Hi, in one of the last lectures on
neural networks on the cursor, it was about how to improve the convergence of
the back-propagation error algorithm in general, and in particular, consider a model where each neuron weight has its own learning speed (neuron local gain). I have long wanted to implement some sort of algorithm that would automatically adjust the speed of network learning, but all the
laziness did not reach the hands, and then suddenly such a simple and straightforward way. In this short article I will talk about this model and give some examples of when this model can be useful.
Theory
Let's start with the theory, to begin with, let us remember what the change in one weight is equal to, in this case with regularization, but this does not change the essence:

- this (η) is the learning rate
- m is the size of the training set
- n - layer number
- full notation here
In the basic case, the learning rate is a global parameter for all weights.
')
We introduce a learning rate modifier for each weight of each neuron.

, and we will change the weights of neurons according to the following rule:

In the first training batch, all learning rate modifiers are equal to one, then the dynamic tuning of modifiers in the learning process is as follows:

- the value of the gradient at a certain point in time- tau τ - current time or current training batch
- b - an additive bonus that the modifier receives if the direction of the gradient does not change along a certain dimension
- p - multiplicative penalty, in case of changing the direction of the gradient vector
It makes sense to make a bonus a very small number less than one, and a penalty

, thus b + p = 1. For example, a = 0.05, p = 0.95. This setting ensures that in case of oscillation of the direction of the gradient vector, the value of the modifier will tend back to the initial one. If you do not go into mathematics, then it can be said that the algorithm encourages those weights (growth within some dimension of the space of weights) that retain their direction relative to the previous time, and penalizes those who start to rush.
The author of this method, Geoffrey Hinton (by the way, he was one of the first to suggest using gradient descent to train a neural network) also advises considering the following things:
- firstly, it is worthwhile to set reasonable growth limits for modifiers
- secondly, you should not use this technique for online learning, or for small batches; it is necessary to accumulate a fairly common gradient in the batch process; otherwise, the frequency of direction oscillations increases, and thus the meaning in the modifier is lost
Experiments
All experiments were carried out on a variety of pictures 29 by 29 pixels, on which English letters are drawn. One hidden layer of 100 neurons with a sigmoind activation function was used, at the output of the
softmax layer , and cross-entropy was minimized. In total, it is easy to calculate that the total network is 100 * (29 * 29 + 1) + 26 * (100 + 1) = 86826 weights (including offsets). The initial weights were taken from a uniform distribution.

. In all three experiments, the same initialization of the scales was used.

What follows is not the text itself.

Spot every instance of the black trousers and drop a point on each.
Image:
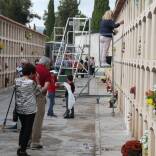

Also used a full batch.
The first
A simple, easily generalizable set was used in this experiment; The learning rate (global speed) is
0.01 . Consider the dependence of the network error value on the data, on the epoch of learning.

- red - without modifier
- green - bonus = 0.05, penalty = 0.95, limit = [0.1, 10]
- blue - bonus = 0.1, penalty = 0.9, limit = [0.01, 100]
It can be seen that the modifier has a positive effect on a very simple set, but it is not great.
Second
In contrast to the first experiment, I took a lot, which I already taught as it was. I was aware in advance that with a learning rate of
0.01 , the oscillation of the value of the error function starts very quickly, and with a smaller value, the set is generalized. But in this test
0.01 will be used, since I want to see what happens.

- red - without modifier
- blue - bonus = 0.05, penalty = 0.95, limit = [0.1, 10]
Complete failure! The modifier not only did not improve the quality, but on the contrary, it increased the oscillation, while without a modifier, the error on average decreases.
Third
In this experiment, I use the same set as in the second, but the global learning rate is
0.001 .

- red - without modifier
- blue - bonus = 0.005, penalty = 0.995, limit = [0.01, 100]
In this case, we get a very significant increase in quality. And if, after 300 epochs, to drive out recognition on the training set and test:
- red : on the training set 94.74%, on the test set 67.18%
- blue : on the training set 100%; on the test 74.4%
Conclusion
And I made one conclusion for myself that this method is not a substitute for the choice of a global learning rate, but is a good addition to the already selected learning speed.